A los dos meses me casé con Carmela, una mujer de una pieza, tal y como yo había imaginado que debía ser la mujer de mis sueños. Pero lo mejor de todo fue que al año de estar casado con ella y vivir estrechamente en mi piso y tener que mantenerla al estilo antiguo, me confesó que ella era la verdadera dueña del cigarral de Toledo y que tenía en el banco una cantidad bochornosa de millones de euros. Me dejó con la boca abierta. Y cuando le pregunté por la rubia explosiva del cigarral me contestó que se trataba de una amiga suya muy aficionada al teatro. También me dijo que si hubiera aceptado aquella proposición tan estrafalaria, nunca se habría casado conmigo. Sólo había pretendido con aquella pantomima encontrar un marido que no la quisiera por su dinero, como siempre había sido su desgracia.
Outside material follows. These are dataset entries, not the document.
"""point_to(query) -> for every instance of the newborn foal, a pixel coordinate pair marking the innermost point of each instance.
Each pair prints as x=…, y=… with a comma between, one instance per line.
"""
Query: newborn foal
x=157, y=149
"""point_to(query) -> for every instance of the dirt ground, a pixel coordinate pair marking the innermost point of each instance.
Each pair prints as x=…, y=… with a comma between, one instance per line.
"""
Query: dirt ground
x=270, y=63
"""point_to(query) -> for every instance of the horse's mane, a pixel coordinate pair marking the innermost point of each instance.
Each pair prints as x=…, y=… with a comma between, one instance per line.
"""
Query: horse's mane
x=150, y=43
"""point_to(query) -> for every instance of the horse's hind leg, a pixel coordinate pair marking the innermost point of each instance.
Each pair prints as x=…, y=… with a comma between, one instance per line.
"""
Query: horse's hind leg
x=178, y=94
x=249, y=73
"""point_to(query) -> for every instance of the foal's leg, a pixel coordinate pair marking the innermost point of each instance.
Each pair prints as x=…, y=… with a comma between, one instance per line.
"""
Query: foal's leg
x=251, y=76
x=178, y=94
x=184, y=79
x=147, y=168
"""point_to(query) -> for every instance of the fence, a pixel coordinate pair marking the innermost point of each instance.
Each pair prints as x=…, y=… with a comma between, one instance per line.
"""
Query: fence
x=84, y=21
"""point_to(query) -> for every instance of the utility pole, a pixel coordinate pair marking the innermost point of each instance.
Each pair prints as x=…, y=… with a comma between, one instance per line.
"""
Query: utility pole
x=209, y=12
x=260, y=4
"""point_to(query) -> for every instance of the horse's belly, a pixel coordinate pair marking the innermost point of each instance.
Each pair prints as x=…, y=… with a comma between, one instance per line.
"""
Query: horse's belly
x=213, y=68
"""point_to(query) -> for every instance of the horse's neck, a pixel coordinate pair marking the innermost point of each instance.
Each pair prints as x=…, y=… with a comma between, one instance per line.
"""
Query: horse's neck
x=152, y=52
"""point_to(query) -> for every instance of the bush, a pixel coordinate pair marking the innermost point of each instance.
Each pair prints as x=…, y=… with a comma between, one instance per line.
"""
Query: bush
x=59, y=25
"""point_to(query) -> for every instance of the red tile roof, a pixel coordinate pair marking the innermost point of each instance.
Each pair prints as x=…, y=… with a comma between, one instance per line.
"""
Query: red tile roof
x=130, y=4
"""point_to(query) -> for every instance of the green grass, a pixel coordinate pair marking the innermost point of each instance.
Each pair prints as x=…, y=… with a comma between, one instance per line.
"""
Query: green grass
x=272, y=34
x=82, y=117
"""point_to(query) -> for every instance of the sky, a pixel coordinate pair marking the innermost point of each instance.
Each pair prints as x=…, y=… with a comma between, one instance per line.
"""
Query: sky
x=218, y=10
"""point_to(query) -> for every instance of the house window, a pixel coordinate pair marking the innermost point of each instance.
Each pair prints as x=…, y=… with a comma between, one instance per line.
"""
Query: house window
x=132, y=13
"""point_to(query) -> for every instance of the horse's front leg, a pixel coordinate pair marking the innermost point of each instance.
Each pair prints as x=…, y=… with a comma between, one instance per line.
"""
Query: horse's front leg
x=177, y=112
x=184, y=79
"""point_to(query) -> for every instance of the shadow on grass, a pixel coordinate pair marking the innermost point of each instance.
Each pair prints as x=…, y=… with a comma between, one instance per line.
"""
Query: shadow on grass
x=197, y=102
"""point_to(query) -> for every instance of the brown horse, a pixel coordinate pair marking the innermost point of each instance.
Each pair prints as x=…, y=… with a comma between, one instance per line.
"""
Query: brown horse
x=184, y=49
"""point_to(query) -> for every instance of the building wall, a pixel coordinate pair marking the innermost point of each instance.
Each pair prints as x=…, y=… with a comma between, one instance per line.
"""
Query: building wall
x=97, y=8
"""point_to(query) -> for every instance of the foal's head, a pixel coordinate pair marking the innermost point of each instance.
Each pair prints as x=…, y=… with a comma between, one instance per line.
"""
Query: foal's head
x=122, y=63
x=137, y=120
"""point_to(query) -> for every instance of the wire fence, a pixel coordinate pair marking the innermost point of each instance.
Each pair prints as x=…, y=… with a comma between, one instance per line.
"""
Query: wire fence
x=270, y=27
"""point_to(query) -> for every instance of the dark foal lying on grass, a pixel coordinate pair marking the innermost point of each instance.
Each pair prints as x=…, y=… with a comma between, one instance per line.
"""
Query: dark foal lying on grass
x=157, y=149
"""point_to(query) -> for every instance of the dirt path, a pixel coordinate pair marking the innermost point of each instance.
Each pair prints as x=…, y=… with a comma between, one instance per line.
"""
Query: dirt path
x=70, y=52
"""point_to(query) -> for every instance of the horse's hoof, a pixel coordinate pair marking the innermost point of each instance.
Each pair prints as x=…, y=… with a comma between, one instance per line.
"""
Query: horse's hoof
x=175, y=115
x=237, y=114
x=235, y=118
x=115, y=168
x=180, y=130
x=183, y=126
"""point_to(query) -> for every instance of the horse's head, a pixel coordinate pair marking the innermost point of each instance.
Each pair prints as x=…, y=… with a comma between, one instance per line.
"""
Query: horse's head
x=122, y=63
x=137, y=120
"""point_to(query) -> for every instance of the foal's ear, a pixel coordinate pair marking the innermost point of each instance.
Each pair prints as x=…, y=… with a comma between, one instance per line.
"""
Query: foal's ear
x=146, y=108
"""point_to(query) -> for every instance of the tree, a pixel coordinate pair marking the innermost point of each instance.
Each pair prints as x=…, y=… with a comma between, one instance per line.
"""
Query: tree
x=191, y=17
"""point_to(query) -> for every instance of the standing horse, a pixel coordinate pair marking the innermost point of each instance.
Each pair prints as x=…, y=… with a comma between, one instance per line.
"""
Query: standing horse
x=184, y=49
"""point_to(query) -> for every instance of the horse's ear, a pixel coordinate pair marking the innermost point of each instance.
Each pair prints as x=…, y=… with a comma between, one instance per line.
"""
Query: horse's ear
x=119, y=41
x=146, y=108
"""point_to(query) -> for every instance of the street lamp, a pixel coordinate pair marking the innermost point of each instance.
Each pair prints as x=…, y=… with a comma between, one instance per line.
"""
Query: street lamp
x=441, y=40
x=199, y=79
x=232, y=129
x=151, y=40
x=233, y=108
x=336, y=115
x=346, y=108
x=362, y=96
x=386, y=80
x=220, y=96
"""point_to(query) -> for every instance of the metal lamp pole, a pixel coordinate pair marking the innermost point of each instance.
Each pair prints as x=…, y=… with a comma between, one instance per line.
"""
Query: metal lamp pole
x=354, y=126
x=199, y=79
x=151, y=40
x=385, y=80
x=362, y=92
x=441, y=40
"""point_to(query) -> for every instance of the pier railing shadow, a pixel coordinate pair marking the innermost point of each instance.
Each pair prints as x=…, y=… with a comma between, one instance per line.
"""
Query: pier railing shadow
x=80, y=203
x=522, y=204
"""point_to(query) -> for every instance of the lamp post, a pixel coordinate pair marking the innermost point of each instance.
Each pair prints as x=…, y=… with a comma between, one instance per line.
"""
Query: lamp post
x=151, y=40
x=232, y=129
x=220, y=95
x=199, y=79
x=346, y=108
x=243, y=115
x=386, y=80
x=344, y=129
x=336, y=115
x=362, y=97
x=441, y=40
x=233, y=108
Carmela me contó aquella verdad con mucho tacto por si acaso me enfadaba y salía huyendo de su lado. Pero estaba tan enamorado de ella, me gustaba tanto, que sólo tardé una semana en perdonarle el engaño. Y si he de ser sincero, confieso que terminé tomándole vicio a la piscina climatizada, a las vajillas de Limoges y a la impúdica suavidad del “Mercedes”. También esperé, con cierta impaciencia disimulada, a que un día volviera por el cigarral, aunque sólo fuera de visita, la tía que trató de engañarme a conciencia; me refiero a esa actriz de pelo rubio y de ojos azules y de tanta ecuanimidad americana en el reparto de sus cosas. Lo siento mucho, pero no he podido quitármela de la cabeza. Y es que la muy zorra estaba de buena como un tren rebosante de champán y merengue. Al fin y al cabo, Carmela me la presentó para que me casara con ella.